No universal-coverage plan is immune from this problem

I should issue two caveats before I go on: any health-reform plan that seeks to offer coverage to the uninsured will have this type of effect on the labor market. As Josh Barro notes, the new Republican plan to replace Obamacare offered by Senators Tom Coburn (Okla.), Richard Burr (N.C.), and Orrin Hatch (Utah) also has a means-tested subsidy to help the poor buy health insurance.

In addition, it is genuinely a good thing for us to move to a system where people control their own health dollars and their own health coverage, and aren’t stuck at a job because they’re afraid of losing the coverage they have. But giving people the opportunity to switch jobs is quite a different goal from encouraging them to drop out of the work force altogether.

The negative effect of Obamacare on the labor market is far worse than any Republican alternative would be, because the ACA dramatically expands Medicaid, and because the law heavily subsidizes health insurance for those nearing retirement. In addition, Obamacare depresses economic growth through a $1 trillion tax increase, and increases the cost of hiring new workers, because of its employer mandate requiring most businesses to offer health coverage to every worker.

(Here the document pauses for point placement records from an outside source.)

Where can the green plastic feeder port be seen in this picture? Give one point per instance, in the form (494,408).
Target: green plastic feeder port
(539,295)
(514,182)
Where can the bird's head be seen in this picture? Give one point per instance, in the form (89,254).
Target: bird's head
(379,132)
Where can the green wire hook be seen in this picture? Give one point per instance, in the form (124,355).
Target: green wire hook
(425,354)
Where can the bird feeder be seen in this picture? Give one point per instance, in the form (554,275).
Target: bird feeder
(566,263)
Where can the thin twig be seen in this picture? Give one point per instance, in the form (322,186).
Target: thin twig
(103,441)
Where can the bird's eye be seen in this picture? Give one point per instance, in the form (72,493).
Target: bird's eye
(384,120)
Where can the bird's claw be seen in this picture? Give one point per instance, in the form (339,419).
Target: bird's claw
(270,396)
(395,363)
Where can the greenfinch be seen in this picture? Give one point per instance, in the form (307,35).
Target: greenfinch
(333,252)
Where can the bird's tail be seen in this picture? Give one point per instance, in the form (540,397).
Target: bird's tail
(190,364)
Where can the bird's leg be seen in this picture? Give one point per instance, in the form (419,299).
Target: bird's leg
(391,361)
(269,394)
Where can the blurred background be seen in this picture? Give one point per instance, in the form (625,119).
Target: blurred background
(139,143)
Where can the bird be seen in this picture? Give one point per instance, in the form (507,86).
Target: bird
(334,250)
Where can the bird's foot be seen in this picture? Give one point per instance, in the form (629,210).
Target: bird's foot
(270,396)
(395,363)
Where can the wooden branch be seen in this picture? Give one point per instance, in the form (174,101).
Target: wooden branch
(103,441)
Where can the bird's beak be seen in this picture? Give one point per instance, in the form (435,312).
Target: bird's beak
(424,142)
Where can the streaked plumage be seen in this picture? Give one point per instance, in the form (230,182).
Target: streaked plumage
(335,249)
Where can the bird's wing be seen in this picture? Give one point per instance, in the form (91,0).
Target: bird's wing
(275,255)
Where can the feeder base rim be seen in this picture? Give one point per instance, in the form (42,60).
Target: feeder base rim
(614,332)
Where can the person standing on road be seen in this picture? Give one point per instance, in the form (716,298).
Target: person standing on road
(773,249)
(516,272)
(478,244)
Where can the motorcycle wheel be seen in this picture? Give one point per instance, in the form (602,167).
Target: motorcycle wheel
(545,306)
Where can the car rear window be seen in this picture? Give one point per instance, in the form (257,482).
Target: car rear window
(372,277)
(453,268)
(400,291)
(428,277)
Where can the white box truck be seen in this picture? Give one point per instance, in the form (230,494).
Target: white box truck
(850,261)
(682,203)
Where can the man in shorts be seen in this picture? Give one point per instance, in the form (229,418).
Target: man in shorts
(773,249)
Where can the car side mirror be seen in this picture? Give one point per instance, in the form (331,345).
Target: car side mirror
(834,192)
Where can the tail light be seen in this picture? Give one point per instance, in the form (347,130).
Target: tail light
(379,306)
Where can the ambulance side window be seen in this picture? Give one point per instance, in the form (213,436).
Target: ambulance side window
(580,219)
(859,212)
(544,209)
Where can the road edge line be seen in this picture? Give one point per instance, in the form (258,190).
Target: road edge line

The CBO report harbors more bad news

The new CBO report contained a lot of other interesting information. CBO projects that economic growth will be more sluggish than they had previously projected. From 2018 to 2023, nominal GDP growth will average 4.2 percent, compared to the CBO’s previous estimate of 4.4 percent. Over the same period, unemployment will average 5.6 percent, higher than the previous estimate of 5.4 percent.

Because of this slower economic growth, CBO projects that from 2014 to 2023, the federal government will receive $1.4 trillion less in tax revenue than it had projected last year. As a result, “CBO now estimates that the cumulative deficit for the 2014-2023 period…would be about $1.0 trillion greater than it projected in May [2013].” [...]
The biggest problem with the ACA, the way it is, is funding it. Parts of it were fine, and the Republican plan embraced those parts. But other parts are unsustainable. What is the point of passing legislation that is unsustainable?

Ideally, the president should have worked with Democrats and Republicans in Congress to combine aspects of both their plans, into something that would work. But that didn't happen. We got the Democrats plan shoved down our throats. Now what's going to happen, as this disaster continues to unfold, and it starts to fail?

It looks like we shall see. We will all have front row seats, whether we want them or not.